Now, Broadcom are releaseing updated drivers for their "54G" chipsets to the manufacturers of the equipment, but we, the consumers, have to wait for the manufacturers in rebuild the products firmware with the new drivers, and test... and maybe fix code to work with the new drivers.
There are 2 other manufacturers of .11g chipsets - neither of which have released them to the market, they appear to be waiting until the standard is released, or at least until it stops changing so much!

There is also a risk that to upgrade a "54G" product to a ratified 802.11g product may require more than just a firmware change.. there's a (slim) possibility that new hardware may be needed. Of the manufacturers that are shipping "54G" products, I don't think any are providing a warranty that they will replace it free of charge with a .11g hardware if required :-/


----------



## sam (May 7, 2002)

Broadcom - do they make end user products or chip sets?

I have on order an Apple powerbook which comes with 802.11g which will work with my Apple Airport using 802.11b. I assume that the powerbook 802.11b will be ok even if the 11g gets changed?

I plan to get the upgraded 11g Apple Airport once the powerbook arrives which will work (according to Apple). As I live in the middle of nowhere with no adjacent neighbours and have granite (rf barrier) walls, I should be ok.


----------



## sam (May 7, 2002)

KevinST,

Just re-read your last post and see you've answered my question doh!

Sam


----------



## KevinST (May 6, 2002)

Broadcom just do the chipsets. They then sell to manufacturers who develop products using the chipsets and associated drivers.

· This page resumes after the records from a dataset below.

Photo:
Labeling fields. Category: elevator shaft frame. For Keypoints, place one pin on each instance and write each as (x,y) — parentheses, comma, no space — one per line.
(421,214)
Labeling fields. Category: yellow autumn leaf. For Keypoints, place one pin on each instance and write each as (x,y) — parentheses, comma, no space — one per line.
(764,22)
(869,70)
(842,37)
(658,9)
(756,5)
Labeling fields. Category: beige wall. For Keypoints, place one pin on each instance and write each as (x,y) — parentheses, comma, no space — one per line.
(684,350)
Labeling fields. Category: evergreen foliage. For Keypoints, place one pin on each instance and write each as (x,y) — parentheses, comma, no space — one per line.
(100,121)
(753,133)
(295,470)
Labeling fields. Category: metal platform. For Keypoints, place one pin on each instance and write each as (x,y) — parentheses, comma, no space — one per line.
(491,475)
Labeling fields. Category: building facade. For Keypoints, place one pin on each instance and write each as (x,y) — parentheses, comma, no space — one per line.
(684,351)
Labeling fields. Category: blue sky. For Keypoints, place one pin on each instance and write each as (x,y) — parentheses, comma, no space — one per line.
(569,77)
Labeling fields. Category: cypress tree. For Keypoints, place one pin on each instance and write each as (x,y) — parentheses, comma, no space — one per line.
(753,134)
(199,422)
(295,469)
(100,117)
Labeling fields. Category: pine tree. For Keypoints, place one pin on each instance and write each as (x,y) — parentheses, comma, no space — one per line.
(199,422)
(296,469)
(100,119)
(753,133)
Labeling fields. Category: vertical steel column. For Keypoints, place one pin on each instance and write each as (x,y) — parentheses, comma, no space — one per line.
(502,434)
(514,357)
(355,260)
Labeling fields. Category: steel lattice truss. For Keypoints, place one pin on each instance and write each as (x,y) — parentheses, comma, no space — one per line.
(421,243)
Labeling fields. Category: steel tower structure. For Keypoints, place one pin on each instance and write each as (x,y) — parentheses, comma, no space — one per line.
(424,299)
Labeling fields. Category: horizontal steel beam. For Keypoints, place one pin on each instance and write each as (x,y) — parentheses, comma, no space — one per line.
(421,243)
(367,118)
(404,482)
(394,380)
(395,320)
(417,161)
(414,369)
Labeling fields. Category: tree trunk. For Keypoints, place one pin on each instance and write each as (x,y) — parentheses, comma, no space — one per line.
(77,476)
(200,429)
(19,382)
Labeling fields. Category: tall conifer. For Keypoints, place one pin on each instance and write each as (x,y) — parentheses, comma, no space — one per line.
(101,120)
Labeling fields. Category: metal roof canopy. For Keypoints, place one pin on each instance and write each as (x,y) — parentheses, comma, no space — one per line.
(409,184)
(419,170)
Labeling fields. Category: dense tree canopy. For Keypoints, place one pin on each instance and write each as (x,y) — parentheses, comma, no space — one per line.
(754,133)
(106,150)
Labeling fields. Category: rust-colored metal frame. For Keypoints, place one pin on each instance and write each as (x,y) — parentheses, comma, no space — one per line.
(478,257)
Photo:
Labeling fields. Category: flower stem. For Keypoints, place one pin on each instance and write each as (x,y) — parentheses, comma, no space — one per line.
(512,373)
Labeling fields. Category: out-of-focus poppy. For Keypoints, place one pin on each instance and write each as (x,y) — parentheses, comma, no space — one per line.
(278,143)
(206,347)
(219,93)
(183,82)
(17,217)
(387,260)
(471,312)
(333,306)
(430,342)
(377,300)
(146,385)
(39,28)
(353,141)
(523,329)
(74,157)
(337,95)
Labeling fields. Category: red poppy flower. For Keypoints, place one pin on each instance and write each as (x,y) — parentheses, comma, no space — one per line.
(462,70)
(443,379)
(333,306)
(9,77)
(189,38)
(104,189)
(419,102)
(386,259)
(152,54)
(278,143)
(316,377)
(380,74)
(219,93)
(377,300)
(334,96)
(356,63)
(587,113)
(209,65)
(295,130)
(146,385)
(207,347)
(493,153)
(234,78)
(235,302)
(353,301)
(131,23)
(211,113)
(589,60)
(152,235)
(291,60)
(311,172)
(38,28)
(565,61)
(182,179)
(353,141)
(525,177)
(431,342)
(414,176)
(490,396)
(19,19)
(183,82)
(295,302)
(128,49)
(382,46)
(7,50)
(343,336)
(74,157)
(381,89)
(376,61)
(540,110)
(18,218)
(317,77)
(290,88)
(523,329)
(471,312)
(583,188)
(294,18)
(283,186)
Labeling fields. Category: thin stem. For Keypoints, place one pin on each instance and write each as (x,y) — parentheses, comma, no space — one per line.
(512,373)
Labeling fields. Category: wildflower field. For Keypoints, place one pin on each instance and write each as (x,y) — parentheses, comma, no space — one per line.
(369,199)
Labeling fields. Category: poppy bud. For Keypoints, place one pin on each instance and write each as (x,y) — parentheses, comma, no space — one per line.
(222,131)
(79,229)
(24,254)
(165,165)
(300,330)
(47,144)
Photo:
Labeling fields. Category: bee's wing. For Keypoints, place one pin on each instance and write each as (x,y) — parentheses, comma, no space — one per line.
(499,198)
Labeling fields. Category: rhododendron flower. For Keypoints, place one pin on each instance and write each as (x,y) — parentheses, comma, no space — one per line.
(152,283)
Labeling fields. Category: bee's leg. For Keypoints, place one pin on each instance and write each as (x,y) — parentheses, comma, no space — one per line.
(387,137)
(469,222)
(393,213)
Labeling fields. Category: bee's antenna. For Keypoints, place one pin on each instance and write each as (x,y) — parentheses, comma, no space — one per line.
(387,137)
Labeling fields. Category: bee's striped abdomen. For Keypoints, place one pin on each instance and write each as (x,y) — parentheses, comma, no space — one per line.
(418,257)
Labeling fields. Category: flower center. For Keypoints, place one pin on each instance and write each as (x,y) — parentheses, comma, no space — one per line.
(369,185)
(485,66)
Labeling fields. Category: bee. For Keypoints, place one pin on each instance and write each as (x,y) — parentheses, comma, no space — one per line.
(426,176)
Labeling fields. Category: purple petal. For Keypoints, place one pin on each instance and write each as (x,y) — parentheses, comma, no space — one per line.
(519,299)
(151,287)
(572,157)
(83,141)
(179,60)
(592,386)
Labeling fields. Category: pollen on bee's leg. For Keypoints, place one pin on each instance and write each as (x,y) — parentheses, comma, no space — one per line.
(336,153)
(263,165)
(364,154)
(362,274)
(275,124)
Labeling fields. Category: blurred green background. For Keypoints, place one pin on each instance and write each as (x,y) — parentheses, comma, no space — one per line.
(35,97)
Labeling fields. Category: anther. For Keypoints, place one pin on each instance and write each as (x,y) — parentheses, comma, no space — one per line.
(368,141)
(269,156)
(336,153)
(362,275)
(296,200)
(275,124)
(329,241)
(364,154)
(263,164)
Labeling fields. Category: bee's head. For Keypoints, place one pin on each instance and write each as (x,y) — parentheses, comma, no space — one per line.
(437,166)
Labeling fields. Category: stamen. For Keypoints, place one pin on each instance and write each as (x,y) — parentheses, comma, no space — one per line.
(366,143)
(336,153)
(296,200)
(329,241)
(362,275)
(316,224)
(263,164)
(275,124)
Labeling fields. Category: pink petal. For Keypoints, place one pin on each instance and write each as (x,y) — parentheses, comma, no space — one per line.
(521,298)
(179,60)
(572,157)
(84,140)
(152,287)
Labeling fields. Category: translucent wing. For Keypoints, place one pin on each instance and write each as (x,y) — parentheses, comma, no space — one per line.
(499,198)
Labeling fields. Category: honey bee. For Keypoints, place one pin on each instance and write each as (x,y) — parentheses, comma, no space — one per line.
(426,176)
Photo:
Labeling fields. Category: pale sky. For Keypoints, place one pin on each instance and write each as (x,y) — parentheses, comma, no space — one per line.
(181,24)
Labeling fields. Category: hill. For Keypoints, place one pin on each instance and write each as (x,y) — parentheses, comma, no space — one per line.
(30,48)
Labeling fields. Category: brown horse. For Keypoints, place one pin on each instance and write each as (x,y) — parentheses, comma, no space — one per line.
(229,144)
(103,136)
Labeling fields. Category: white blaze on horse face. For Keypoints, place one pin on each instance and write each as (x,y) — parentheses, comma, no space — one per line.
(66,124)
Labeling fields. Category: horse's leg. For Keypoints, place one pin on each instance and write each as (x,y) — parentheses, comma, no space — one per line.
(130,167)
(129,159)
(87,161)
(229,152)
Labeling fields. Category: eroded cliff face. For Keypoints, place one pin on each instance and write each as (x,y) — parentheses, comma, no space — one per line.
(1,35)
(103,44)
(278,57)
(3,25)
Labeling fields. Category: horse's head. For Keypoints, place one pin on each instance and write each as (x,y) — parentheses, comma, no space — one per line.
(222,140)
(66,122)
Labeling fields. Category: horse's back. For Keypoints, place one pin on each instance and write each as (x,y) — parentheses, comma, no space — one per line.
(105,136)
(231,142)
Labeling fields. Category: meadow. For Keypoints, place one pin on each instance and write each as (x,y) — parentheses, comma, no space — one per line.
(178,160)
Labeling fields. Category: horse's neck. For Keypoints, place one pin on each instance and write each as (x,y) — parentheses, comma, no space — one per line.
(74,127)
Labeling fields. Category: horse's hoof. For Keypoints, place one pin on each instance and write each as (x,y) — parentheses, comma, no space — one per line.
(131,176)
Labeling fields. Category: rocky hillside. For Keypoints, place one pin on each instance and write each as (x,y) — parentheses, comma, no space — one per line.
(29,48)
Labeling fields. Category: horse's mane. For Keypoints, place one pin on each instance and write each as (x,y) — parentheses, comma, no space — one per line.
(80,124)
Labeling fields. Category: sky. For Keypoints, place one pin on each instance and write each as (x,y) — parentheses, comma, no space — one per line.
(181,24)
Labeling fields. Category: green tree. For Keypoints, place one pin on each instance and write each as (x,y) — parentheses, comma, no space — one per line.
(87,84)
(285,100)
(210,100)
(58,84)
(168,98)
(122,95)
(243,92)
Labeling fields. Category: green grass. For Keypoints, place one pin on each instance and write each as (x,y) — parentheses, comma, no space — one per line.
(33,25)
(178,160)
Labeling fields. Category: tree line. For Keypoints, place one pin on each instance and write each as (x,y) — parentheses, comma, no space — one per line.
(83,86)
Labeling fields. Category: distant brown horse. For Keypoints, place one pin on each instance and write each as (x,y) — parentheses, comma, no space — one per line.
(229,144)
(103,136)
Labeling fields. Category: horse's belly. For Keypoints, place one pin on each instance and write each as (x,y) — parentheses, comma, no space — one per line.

It may be worth talking to Apple and asking if they will upgrade the internal draft 802.11g NIC to ratified 802.11g for free... even if it requires new hardware?
If your plan is to get a .11g AP later (after the 802.11g standard is approved)... there's a chance that your pre-standard laptop will have problems with the post-standard AP :-/
I would suggest that you get the AP now - that way at least both laptop and AP should be compatible.


----------